12. Where is Ya’rub, who was the first to speak Arabic, and who introduced articulate language among man?

13. Where is Yashjub, whom his fate betrayed; and for whom sorrow was ordained by the decree of destiny?

14. And Sabà, the son of Yashjub, who in foray was the first to lead into captivity the women who wore girdles?

15. Or Himyar and his brother Kahlân, who perished through the accidents of all-destroying Time?

16. And the Kings of Himyar?—a thousand kings have betaken themselves to the dust, to rest in graves beneath slabs of stones.

17. Their monuments in the land give us information of them: and the books in their stories record the truth.

18. Their generations are made manifest in them, and their renown is fragrant as the perfume of ambergris.

19. They reigned over the East and the West; and obtained possession of all the country between Ankarah and Nejd-el-jâh.

20. Thamūd and the latter ’Ad reigned together; from them proceeded noble princes in whom was no covetousness.

21. Where is El-Humaisa’, and Aïman after him, and Zuhair, a king brilliant in splendour?

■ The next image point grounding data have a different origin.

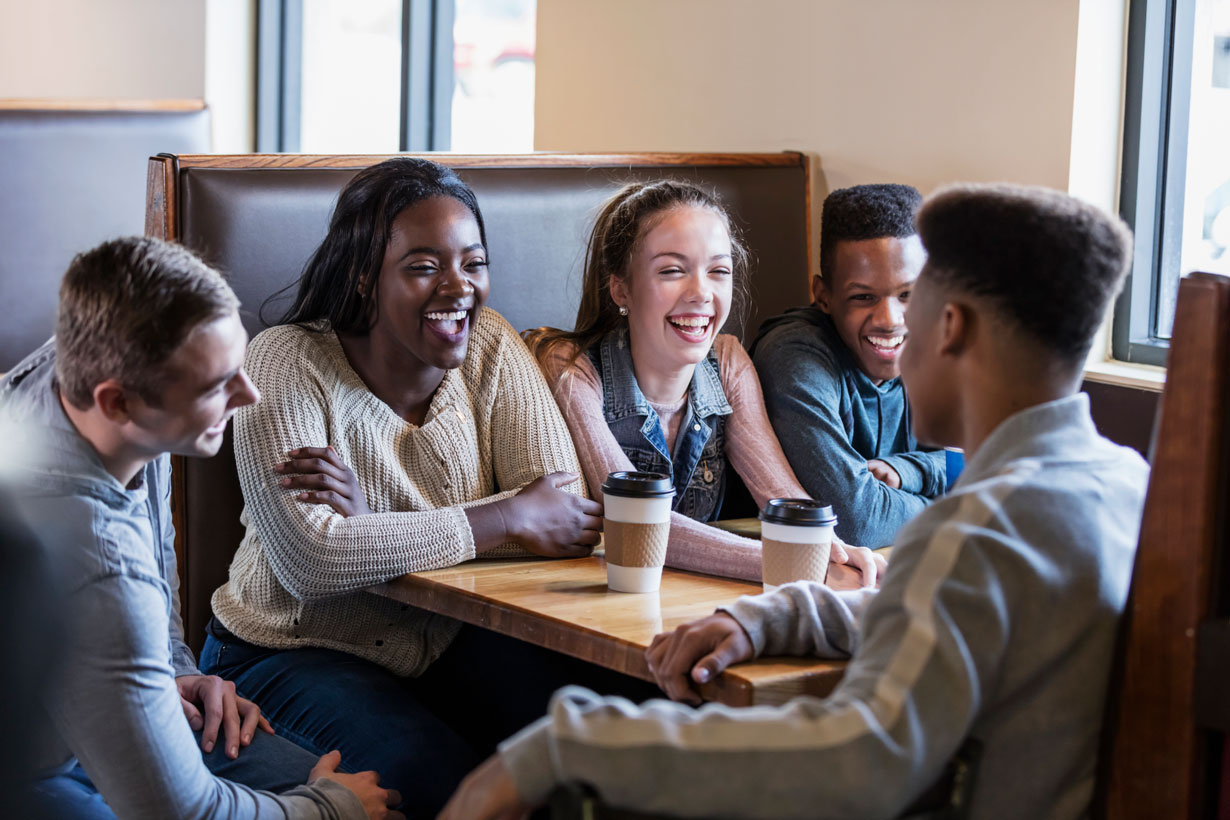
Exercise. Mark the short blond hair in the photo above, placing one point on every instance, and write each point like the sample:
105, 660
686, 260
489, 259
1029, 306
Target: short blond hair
124, 307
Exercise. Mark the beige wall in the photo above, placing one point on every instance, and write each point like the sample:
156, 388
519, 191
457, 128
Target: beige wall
880, 90
102, 48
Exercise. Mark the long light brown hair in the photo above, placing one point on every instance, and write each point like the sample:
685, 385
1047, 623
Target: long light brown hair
622, 221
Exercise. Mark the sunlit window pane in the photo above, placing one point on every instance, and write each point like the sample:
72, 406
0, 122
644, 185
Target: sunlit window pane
351, 101
493, 76
1207, 186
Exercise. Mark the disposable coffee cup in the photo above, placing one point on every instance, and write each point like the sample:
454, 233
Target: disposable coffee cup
796, 536
636, 525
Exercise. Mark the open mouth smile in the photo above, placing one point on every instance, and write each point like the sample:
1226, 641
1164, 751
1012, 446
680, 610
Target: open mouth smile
886, 348
690, 327
449, 325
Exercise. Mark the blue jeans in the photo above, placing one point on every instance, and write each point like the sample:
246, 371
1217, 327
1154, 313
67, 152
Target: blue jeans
269, 764
422, 734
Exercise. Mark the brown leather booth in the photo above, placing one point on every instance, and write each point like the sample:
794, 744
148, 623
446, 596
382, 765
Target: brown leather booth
260, 216
70, 177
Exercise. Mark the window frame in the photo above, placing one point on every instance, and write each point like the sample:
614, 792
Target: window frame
1160, 43
426, 75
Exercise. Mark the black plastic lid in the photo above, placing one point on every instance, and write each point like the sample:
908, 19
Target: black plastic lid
638, 484
797, 512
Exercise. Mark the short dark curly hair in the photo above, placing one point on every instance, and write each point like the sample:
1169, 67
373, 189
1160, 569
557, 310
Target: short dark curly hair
866, 213
1043, 261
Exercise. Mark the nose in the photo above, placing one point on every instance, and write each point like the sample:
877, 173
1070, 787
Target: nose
245, 391
889, 312
699, 289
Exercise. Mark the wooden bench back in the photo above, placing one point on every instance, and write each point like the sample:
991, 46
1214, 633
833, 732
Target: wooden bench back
1170, 697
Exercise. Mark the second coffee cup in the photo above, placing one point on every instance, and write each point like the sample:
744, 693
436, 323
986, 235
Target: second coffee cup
796, 536
636, 526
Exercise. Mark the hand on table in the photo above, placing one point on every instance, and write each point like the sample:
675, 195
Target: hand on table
854, 567
551, 523
696, 653
324, 478
365, 786
210, 702
486, 793
884, 472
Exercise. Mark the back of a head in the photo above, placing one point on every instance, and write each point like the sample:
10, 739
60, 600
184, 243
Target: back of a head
1042, 261
124, 307
867, 212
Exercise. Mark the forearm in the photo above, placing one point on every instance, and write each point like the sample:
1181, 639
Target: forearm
802, 620
702, 548
928, 471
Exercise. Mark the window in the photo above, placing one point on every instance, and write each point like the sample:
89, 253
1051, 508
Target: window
336, 76
1176, 169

22. In course of time Thamûd came to destruction through a she-camel, and met with great grief on her account.

23. And ’Arîb and Katan and Haidân together?—They were smitten as though they were date-stones in the crusher.

[Of the next 105 verses, in which the Poet continues his recital, begun as above, of the names of famous princes and heroes of Himyar, the five following, referring to the visit of the celebrated "Queen of Sheba" to King Solomon, are selected as being of general interest.]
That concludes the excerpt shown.